Friday, February 25, 2005

Fear and Loathing in Kingdom Come

If a man dies west of the Missouri River, his soul won't go to Heaven. And if he dies west of the Cheyenne River, even the coyotes won't eat him. - [Traditional saying, 'round these parts]

I've deliberately avoided reading any eulogies, tributes, or good-goddamn-riddances to Hunter S. Thompson, before writing this one. That's my own homage to the man. This memorial is uncontaminated by mundane facts and nit-picky reality.

Dr. Hunter S. Thompson was the second greatest journalist in American history (after H.L. Mencken), the second greatest drunk in Colorado history (after John Denver), and the third greatest dope fiend in literary history (after Samuel Taylor Coleridge and William S. Burroughs). Some of which is true, and some of which must be said to appease his vengeful spirit.

Thompson was the first journalist to compare Richard Nixon to Adolf Hitler. That proves his massive cultural influence, which has spread like Creeping Jenny to every corner of the globe. Today, journalists compare every US president to Adolf Hitler. Each of them pretends that they thought of it first.

Like Burroughs, Thompson was full of memorable wisdom, however doubtful the utility of it. From Thompson we learn that Atlanta is the best place to recruit porn stars, that it's better to eat twelve hits of acid than carry it through customs, and that the US Postal Service was the major financial supporter of the Haight-Ashbury hippie culture (one or two psychedelics working as mail carriers could earn enough rent money to house a hundred freaks, not to mention keeping the chemical trade routes gushing).

In Thompson, you glimpse something of the self-imposed desperation of the counter-culture. Unlike others, Thompson recognized that, by the end of the Sixties, freakdom was forever dead. Revolutionary aspirations were now limited to doing fetch-and-carry work for hopeless squares like George McGovern, Jimmy Carter, and Bill Clinton. This did not seem to bother Thompson, who was determined not to fit in, and who had the gall to offer Muhammed Ali a cigarette and a swig of Wild Turkey.
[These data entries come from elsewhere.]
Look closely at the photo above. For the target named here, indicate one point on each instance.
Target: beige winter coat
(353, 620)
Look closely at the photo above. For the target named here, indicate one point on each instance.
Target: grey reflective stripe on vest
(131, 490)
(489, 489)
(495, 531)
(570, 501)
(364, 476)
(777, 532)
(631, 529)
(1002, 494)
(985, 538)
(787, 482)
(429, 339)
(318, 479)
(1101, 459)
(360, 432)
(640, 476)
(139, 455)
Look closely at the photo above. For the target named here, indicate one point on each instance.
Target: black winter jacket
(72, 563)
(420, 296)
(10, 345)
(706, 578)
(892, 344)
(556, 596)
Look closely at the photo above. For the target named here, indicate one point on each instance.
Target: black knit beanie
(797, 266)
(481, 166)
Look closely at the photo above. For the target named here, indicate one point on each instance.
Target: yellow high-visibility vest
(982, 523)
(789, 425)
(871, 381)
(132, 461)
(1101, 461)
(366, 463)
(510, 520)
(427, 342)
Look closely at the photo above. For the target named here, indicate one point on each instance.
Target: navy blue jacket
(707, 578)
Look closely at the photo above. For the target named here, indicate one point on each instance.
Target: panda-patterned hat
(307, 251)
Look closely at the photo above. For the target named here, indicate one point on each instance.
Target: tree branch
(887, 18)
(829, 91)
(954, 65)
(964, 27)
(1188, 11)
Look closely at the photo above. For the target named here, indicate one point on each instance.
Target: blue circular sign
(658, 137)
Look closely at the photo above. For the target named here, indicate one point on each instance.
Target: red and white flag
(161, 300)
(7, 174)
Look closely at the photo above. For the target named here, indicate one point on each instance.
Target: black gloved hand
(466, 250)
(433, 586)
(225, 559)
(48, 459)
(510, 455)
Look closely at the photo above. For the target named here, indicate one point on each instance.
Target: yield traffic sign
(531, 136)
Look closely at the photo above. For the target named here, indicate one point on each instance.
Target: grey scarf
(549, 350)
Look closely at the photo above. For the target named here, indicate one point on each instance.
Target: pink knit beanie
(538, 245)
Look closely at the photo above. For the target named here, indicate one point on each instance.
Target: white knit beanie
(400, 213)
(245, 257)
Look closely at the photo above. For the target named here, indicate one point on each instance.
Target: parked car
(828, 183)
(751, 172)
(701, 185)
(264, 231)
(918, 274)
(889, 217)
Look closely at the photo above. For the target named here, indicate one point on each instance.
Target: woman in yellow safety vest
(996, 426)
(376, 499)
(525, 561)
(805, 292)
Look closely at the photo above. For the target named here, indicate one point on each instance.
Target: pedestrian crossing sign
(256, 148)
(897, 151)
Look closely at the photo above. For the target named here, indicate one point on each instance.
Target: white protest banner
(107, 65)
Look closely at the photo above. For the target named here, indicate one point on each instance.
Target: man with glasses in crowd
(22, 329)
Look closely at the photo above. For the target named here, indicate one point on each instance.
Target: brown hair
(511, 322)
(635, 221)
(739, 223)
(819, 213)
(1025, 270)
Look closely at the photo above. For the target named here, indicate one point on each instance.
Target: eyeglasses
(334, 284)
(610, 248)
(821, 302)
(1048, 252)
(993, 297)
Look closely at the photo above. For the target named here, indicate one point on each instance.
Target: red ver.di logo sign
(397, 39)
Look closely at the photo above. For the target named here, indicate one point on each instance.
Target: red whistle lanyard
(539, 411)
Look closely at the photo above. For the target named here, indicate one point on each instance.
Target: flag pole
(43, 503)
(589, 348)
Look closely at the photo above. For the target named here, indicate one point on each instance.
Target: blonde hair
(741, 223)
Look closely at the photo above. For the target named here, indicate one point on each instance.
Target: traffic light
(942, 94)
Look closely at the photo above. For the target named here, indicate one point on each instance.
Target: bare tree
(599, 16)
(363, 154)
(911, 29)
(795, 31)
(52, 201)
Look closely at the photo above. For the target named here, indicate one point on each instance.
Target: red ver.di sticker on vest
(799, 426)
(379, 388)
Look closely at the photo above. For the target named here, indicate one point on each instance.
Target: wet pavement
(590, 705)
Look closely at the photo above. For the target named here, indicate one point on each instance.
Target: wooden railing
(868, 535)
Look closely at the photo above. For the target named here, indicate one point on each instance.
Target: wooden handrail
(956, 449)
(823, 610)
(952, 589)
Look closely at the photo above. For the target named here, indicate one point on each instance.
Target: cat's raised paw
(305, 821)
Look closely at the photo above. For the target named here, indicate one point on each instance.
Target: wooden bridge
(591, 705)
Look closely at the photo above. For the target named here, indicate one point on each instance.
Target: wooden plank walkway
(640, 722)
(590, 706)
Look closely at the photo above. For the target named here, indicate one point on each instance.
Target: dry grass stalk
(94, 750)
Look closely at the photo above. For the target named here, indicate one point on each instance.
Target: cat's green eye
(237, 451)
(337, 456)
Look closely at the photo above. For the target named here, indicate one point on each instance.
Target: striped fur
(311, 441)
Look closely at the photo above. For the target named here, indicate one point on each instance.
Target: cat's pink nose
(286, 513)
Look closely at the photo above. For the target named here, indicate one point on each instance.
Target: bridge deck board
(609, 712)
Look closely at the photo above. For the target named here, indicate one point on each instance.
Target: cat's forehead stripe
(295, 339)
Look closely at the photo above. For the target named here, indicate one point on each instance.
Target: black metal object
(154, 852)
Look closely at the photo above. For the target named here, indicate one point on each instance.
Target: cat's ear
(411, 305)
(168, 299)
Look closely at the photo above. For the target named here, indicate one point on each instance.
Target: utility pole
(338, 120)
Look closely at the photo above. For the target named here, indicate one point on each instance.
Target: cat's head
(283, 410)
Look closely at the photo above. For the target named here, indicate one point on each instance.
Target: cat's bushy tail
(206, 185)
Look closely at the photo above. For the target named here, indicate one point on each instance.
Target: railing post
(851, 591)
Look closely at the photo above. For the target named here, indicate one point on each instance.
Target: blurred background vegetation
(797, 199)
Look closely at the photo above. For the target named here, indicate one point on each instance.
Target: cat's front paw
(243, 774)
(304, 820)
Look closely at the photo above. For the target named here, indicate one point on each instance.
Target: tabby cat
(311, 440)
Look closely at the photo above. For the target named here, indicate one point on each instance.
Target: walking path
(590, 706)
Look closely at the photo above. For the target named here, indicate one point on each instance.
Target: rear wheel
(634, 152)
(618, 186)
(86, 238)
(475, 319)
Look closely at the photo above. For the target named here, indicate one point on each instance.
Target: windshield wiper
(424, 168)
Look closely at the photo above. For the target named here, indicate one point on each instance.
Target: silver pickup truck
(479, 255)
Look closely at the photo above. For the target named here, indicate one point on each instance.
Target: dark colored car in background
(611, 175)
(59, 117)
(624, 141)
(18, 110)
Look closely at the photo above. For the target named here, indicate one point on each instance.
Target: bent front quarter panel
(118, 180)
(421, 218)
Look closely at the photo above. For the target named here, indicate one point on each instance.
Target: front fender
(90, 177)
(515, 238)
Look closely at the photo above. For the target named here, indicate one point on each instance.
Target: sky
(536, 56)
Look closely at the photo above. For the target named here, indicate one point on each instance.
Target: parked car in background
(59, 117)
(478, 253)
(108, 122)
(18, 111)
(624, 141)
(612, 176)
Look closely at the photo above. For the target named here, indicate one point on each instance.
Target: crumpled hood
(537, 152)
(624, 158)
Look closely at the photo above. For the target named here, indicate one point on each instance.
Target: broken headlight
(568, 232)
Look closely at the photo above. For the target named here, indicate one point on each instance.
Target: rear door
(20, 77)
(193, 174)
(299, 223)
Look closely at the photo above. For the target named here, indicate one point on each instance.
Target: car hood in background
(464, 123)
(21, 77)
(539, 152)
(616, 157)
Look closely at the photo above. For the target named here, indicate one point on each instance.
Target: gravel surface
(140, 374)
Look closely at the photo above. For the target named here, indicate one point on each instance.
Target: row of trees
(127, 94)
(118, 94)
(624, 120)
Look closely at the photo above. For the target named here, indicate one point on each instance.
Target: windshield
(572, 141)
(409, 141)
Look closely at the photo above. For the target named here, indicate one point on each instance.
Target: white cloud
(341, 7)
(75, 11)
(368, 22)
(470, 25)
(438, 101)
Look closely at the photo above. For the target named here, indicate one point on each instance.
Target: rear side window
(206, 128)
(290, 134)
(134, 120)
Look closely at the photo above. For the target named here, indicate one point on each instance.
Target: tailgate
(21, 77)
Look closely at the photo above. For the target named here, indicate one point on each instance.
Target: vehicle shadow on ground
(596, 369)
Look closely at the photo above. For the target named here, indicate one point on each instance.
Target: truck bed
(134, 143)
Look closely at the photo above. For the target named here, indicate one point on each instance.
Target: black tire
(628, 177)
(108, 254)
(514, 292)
But there is something funny about Thompson, for all his mystique of guns, drugs, and gonzo. The things that I remember most from his writings are the little touches of pathos, not the bizarre adventures and the wild rants against Hubert Humphrey and George Wallace. Thompson described how Eugene McCarthy stood outside of a factory in the cold to shake hands with workers, all of whom ignored him under orders from the union. He describes how an elderly Wallace supporter approached him (outside the hospital where Wallace lay near death from a gunshot wound) and sadly asked him why the media hated Governor Wallace so much.

These little touches show that the crazy, drug-soaked, self-destructive bastard had a heart after all. That made him a true rebel. A social misfit, he was likewise a misfit among the anti-social classes, who are generally self-righteous, puritanical, humorless, and cold-blooded.

The only thing I ever saw that came close to Objective Journalism was a closed-circuit TV setup that watched shoplifters in the General Store at Woody Creek, Colorado.

So much for Objective Journalism. Don’t bother to look for it here — not under any byline of mine; or anyone else I can think of. With the possible exception of things like box scores, race results, and stock market tabulations, there is no such thing as Objective Journalism. The phrase itself is a pompous contradiction in terms.